MDB - MELIOIDOSIS DATABASE





  Clinical description

The time taken for Burkholderia pseudomallei to develop the clinical onset after exposure is highly variable and it is very hard to define. A prospective study shows that the incubation period range from 1-21 days (average 9 days) in 25 % of cases who had the percutaneous exposure to the soil during the monsoon (Currie et al., 2000).

The disease can be seen as bacterial pneumonia, septicaemia, acute localized infection of skin and soft tissues following trauma, inoculation, chronic infection or even acute cholangitis. The organism usually spreads by direct skin contact, through ingestion or inhalation with contaminated source. (Suputtamongkol et al., 1994).

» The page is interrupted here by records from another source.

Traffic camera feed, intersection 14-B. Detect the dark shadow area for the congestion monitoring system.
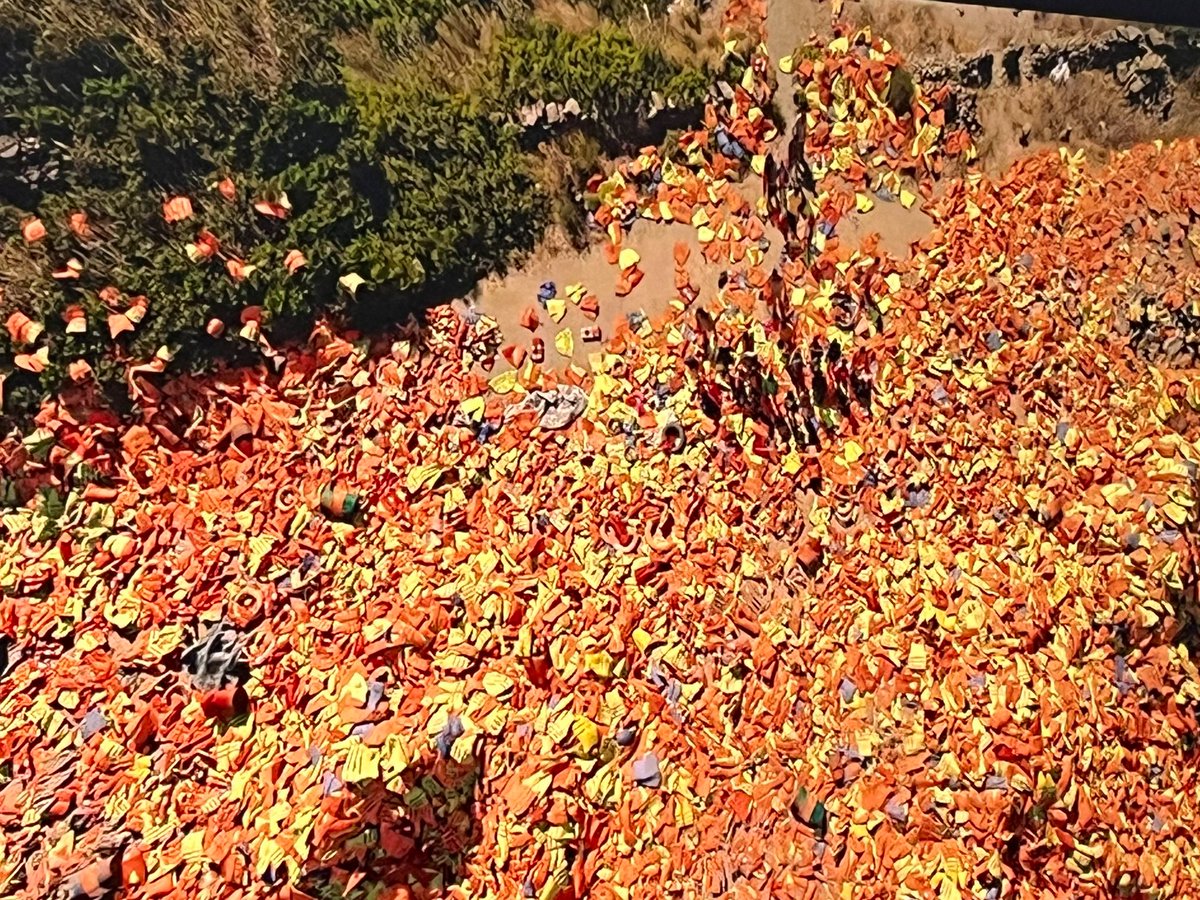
[921,0,1200,28]
[295,752,481,900]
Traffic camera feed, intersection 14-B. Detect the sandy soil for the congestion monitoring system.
[472,0,1200,371]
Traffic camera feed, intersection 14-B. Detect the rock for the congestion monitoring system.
[634,754,662,787]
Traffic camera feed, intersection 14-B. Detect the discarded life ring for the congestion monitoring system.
[662,422,688,454]
[320,482,359,518]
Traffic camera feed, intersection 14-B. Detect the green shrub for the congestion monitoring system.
[0,0,709,422]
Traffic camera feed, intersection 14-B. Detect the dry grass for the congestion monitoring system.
[530,130,604,250]
[978,72,1200,173]
[0,0,311,90]
[628,0,724,68]
[335,0,518,92]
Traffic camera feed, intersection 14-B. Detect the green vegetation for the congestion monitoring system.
[0,0,713,413]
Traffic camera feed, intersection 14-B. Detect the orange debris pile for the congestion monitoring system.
[0,21,1200,900]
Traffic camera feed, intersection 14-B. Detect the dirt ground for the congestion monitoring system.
[472,0,1200,371]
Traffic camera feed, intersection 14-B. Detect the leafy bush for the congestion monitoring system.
[0,0,709,420]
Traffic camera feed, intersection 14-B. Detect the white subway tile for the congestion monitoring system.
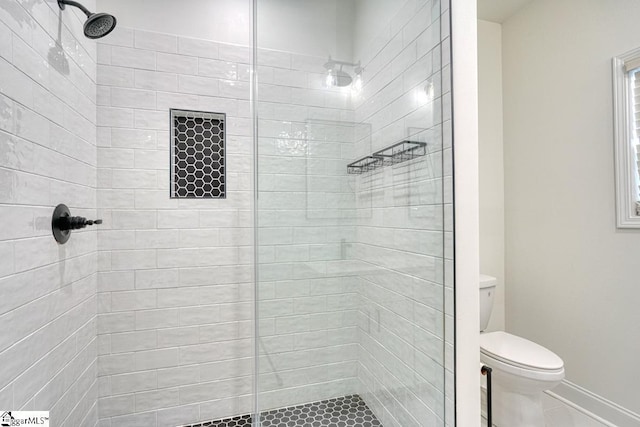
[178,37,219,59]
[157,53,198,75]
[134,30,178,53]
[111,46,156,71]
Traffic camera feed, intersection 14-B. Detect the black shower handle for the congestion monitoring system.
[51,204,102,245]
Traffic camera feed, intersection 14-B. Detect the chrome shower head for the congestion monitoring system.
[58,0,118,39]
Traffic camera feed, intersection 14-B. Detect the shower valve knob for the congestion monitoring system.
[51,204,102,244]
[59,216,102,230]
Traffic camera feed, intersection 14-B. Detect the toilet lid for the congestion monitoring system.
[480,331,564,371]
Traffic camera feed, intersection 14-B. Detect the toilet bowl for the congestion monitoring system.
[480,275,564,427]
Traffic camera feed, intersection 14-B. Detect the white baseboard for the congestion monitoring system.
[547,380,640,427]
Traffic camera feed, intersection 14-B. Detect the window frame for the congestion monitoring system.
[613,48,640,228]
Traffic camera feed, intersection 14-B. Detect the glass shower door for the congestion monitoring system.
[254,0,454,427]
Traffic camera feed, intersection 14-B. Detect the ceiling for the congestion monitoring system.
[478,0,533,23]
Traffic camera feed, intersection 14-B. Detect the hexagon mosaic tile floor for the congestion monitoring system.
[184,395,382,427]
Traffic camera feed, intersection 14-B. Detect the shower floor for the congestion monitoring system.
[184,394,382,427]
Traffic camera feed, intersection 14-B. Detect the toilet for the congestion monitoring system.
[480,275,564,427]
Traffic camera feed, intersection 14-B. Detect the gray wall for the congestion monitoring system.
[503,0,640,413]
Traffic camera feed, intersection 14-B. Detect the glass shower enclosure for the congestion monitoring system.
[254,0,454,427]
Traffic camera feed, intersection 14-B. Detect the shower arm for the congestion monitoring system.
[58,0,92,17]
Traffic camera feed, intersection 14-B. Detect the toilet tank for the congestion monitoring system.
[480,274,497,331]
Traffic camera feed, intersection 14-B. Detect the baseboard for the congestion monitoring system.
[547,380,640,427]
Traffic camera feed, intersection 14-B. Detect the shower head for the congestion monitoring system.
[58,0,118,39]
[324,57,363,87]
[84,13,116,39]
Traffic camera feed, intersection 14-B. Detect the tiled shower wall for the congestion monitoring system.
[0,0,97,427]
[354,0,453,427]
[98,27,253,426]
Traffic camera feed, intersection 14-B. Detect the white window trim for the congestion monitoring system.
[613,48,640,228]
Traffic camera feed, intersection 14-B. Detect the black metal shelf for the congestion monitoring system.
[347,140,427,175]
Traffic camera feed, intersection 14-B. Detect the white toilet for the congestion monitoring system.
[480,275,564,427]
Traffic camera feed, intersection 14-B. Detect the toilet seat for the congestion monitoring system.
[480,331,564,381]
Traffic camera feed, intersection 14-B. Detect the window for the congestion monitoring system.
[613,49,640,228]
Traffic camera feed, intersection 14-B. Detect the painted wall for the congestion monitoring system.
[478,20,505,331]
[502,0,640,414]
[0,0,98,427]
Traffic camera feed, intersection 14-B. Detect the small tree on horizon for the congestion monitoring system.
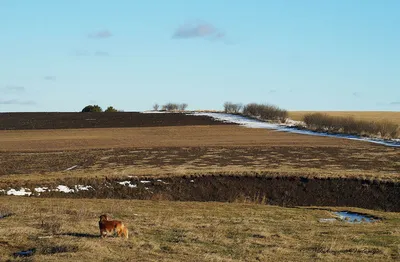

An acute septicaemic infection is the most severe form of active infection and it has high mortality rate. Melioidosis presents with pyrexia of unknown origin (PUO) or visceral abscesses, or septic arthritis (Jesudason et al., 2003). Histopathologically, the disease is characterized by abscess formation in a variety of organs and associated with necrotizing fasciitis, sepsis. Cutaneous abcesses may be localized to skin or it may be result from bacteremic spread to the skin (Mickail et al., 2012). The localized cutaneous abscesses occur without systemic infection occasionally. A case report of isolated cutaneous melioidosis breast abscesses in a young adult suggests that melioidosis may be a more common cause of cutaneous abscesses in Western Hemisphere (Teo et al., 2006). The polyarteritis nodosa, severe skin pustules with sepsis and extensive ecthyme-like lesions with disseminated melioidosis are the cutaneous manifestations of melioidosis. Leukocytosis, lymphopenia and hypoalbuminemia can be the markers of severity of this type of infection (Gibney et al., 2008).

In case of neurological melioidosis, the most prominent feature include unilateral limb weakness, cerebellar ataxia and paraparesis (Currie et al., 2000) where as acute pulmonary melioidosis is characterized by high fever and pulmonary distress which is followed by the appearance of abscesses and death occur within a few days if the patient is untreated (Jansen et al., 2005).